Ту. Очевидно происхождение от наречия тут. Значение — указания — ту-склый = стеклянно-блестящий; Ту-ман = заманивающий; Ту-лово — главная часть тела (как го-лова = верхняя часть); Ту-земец = коренной житель страны; Ту-мак = удар — цель маха.
Па. Значение: бывший объем извне сжатого в образе понятия, закл. в слове к которому па приставлено
Это опять таки не видоизмененное потак как замены одной приставки другою быть не может; по означая действие протекающее во времени, всегда и подчинено этому времени Так, в словах полуда, погонщик, порыв. последователь, послух, поклон, все время главенствует глагольное речение и самостоятельность значений этих слов сомнительна. Иначе говоря — приставка здесь присоединена механически и не имеет самостоятельного значения, она слышна здесь и не привилась к понятию ей облекаемому. Между тем в словах: пазуха = место, занимаемое приподнятой дыханием грудью, палуба = покрытая лубом часть корабля, пастырь = пастух душ, священник (нем. пасторь?), пасынок = заменяющий сына, падчерица = дочь, паморок = глубина сознания.
Также помнить и память, где для одного поняла понадобились разные оттенки при словопроизводстве, значение при котором стоить приставка подчинено ей до полного обновления его понятия.

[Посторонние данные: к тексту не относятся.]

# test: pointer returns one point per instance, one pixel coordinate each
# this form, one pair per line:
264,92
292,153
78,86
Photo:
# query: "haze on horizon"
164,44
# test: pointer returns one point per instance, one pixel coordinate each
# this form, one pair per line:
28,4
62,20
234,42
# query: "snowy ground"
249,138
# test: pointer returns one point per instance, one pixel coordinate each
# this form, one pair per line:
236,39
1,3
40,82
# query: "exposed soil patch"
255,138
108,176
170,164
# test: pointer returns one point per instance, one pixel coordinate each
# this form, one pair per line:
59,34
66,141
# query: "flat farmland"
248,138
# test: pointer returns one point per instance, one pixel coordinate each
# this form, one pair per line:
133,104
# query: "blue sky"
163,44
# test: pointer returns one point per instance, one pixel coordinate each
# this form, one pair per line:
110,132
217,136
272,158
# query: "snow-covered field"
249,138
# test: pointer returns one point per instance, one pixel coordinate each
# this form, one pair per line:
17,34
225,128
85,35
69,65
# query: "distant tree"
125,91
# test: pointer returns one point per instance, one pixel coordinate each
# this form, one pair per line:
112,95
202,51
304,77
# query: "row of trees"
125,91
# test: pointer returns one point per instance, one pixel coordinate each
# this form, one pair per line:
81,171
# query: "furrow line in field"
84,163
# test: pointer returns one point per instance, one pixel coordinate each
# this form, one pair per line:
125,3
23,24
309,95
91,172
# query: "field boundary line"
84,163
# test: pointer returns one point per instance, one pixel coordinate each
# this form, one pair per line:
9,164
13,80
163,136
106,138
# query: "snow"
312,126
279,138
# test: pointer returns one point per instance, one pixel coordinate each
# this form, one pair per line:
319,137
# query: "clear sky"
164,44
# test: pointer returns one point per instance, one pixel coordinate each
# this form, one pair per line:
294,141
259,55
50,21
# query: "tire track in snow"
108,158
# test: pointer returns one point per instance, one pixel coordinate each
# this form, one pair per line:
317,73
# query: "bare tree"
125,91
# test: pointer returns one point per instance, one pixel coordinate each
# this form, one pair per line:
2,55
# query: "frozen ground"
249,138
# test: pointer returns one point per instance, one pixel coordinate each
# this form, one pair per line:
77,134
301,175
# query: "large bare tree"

Го: значение высоты в точном и переносном смысле. Гореть = подниматься вверх, возноситься. Гора = поднятая поверхность земли. Гордый = высокородный; город = строился на возвышении; Государь = Высокий судья; Голова = верхняя часть тела. Гоп = восклицание при прыжке.

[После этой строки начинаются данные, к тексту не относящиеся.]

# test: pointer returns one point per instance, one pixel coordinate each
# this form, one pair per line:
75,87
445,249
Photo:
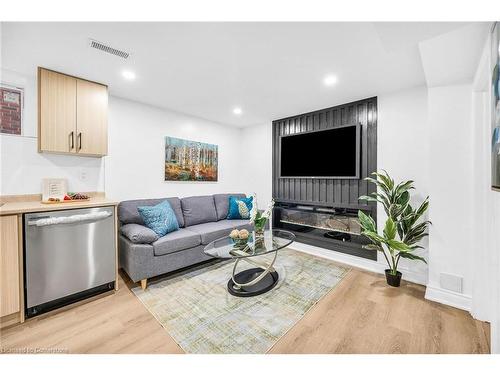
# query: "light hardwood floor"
361,315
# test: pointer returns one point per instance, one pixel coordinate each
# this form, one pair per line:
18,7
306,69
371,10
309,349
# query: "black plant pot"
393,280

Я. значение: объема . б. м. остаток вспомогательного глагола «яти», сохранявшегося в производных веять, поять, лиять. рьять, сеять; наконец: брать, звать, спать и т. д.
Слова: ящик, яма = обнимающие: ямки = ухват; якорь = цепляющийся за корье; ястреб = берущий падаль — стребу; язва = раскрывающая зев; ялая, яловые = пустая внутри; ядро = внутренности шара.
Новизна этих приставок дает нам только лишнюю уверенность в ненужности всяких филологических изысканий, так как, не будучи зарегистрированы официальным языковедением, они своей наглядностью грызут внутренности языковеда, мечтающего о диете грамматических сухариков.
Поэтому пусть и впредь они останутся запретными для его ежедневного супа глупости. На основании закона об авторском праве, мы запрещаем пользоваться ими кроме как в стихах и тем более вносить их в списки каких бы то ни было руководств и пособий.
16 октября 1916.
(Обзор Временника. Книжное поле)
— Движение стихоловства захватывает все более крепостей у высохшего языка, запаленного бегом пространств человечества. Попытки выйти из трех измерений: рифмы, размера и содержания приняли массовый характер общего гула взволнованных поэтических толп. По большей части они не идут дальше усвоения внешнего вида предводителей, что часто бывает смешно и уродливо. Поэтические маленькие Цахесы Цинноберы усвоили тон победы, как реплику, подслушанную нами в малороссийском селе: грудной ребенок, спавший на руках матери (поэзии?) вдруг сказал басом: — «Мама, дай с…, а то батогом!».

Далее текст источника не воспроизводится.